Database Trimming
In this article:
This article provides best practices for trimming the CloudShell databases. It is important to periodically trim the databases to minimize load and optimize performance. CloudShell uses several SQL and MongoDB databases for data storage and retrieval.
The databases that may cause issues from time to time are:
- Quali DB: SQL database that stores sandbox deployment and lifecycle management data
- Insight DB: SQL database that stores Insight data
- MongoDB: MongoDB database that stores sandbox Activity Feed and Output events
- Keep a backup copy of the production database before defragmenting/trimming.

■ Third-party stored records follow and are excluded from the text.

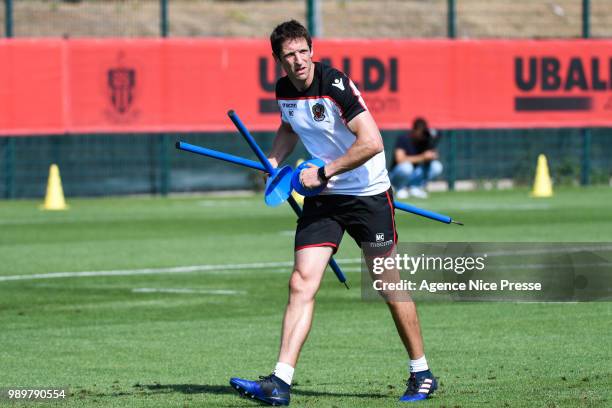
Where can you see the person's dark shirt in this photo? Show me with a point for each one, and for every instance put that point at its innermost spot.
(411, 146)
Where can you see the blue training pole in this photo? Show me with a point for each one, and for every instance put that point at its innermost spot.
(220, 155)
(425, 213)
(264, 160)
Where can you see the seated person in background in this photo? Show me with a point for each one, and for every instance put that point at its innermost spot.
(415, 161)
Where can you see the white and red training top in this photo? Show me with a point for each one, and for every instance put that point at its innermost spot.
(319, 116)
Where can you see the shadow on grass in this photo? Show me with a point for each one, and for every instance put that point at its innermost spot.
(227, 390)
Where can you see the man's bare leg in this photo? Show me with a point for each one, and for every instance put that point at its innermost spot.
(305, 280)
(408, 326)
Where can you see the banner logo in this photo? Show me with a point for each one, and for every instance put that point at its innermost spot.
(121, 82)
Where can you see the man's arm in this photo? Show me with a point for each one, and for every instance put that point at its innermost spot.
(368, 143)
(283, 145)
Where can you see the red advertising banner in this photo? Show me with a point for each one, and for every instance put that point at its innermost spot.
(150, 85)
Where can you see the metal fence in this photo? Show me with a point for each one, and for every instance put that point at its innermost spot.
(148, 163)
(334, 19)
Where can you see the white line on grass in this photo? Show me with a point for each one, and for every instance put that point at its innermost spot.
(190, 291)
(156, 271)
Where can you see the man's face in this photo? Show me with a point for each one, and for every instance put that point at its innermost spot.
(296, 59)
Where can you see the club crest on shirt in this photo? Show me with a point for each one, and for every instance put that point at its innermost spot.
(318, 112)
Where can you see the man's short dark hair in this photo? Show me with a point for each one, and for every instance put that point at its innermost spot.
(289, 30)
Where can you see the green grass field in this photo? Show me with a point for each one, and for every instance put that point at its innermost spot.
(152, 334)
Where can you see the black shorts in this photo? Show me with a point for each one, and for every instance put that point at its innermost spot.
(370, 220)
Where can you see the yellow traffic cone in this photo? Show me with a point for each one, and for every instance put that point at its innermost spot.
(542, 186)
(297, 196)
(54, 199)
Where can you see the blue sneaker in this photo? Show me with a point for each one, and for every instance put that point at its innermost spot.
(270, 389)
(420, 386)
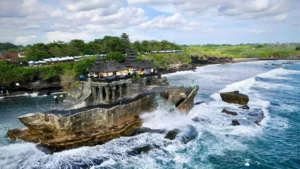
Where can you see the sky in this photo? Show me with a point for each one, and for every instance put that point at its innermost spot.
(25, 22)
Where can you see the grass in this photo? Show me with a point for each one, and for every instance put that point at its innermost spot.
(243, 51)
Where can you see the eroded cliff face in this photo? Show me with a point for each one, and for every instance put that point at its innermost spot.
(97, 125)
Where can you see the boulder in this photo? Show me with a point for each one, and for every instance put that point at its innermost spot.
(171, 135)
(245, 107)
(142, 130)
(188, 134)
(235, 98)
(256, 116)
(229, 112)
(235, 123)
(198, 103)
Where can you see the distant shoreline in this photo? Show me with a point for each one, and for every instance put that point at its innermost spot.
(47, 91)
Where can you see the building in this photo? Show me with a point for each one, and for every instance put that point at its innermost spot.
(142, 67)
(11, 57)
(103, 69)
(110, 81)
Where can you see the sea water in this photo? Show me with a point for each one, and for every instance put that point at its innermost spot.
(273, 90)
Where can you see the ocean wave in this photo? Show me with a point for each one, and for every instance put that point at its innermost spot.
(278, 74)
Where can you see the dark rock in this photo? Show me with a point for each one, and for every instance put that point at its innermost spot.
(235, 97)
(235, 123)
(44, 149)
(245, 107)
(198, 103)
(256, 117)
(229, 112)
(189, 133)
(198, 119)
(171, 135)
(139, 150)
(148, 130)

- As a best practice, we recommend doing the following:
- To allow CloudShell to work uninterrupted while you trim/defragment the database, run the procedure on a separate SQL Server. To do so, back up the database, restore it on another SQL Server and run the script on the restored database. When the operation completes, restore the updated database in the production SQL Server.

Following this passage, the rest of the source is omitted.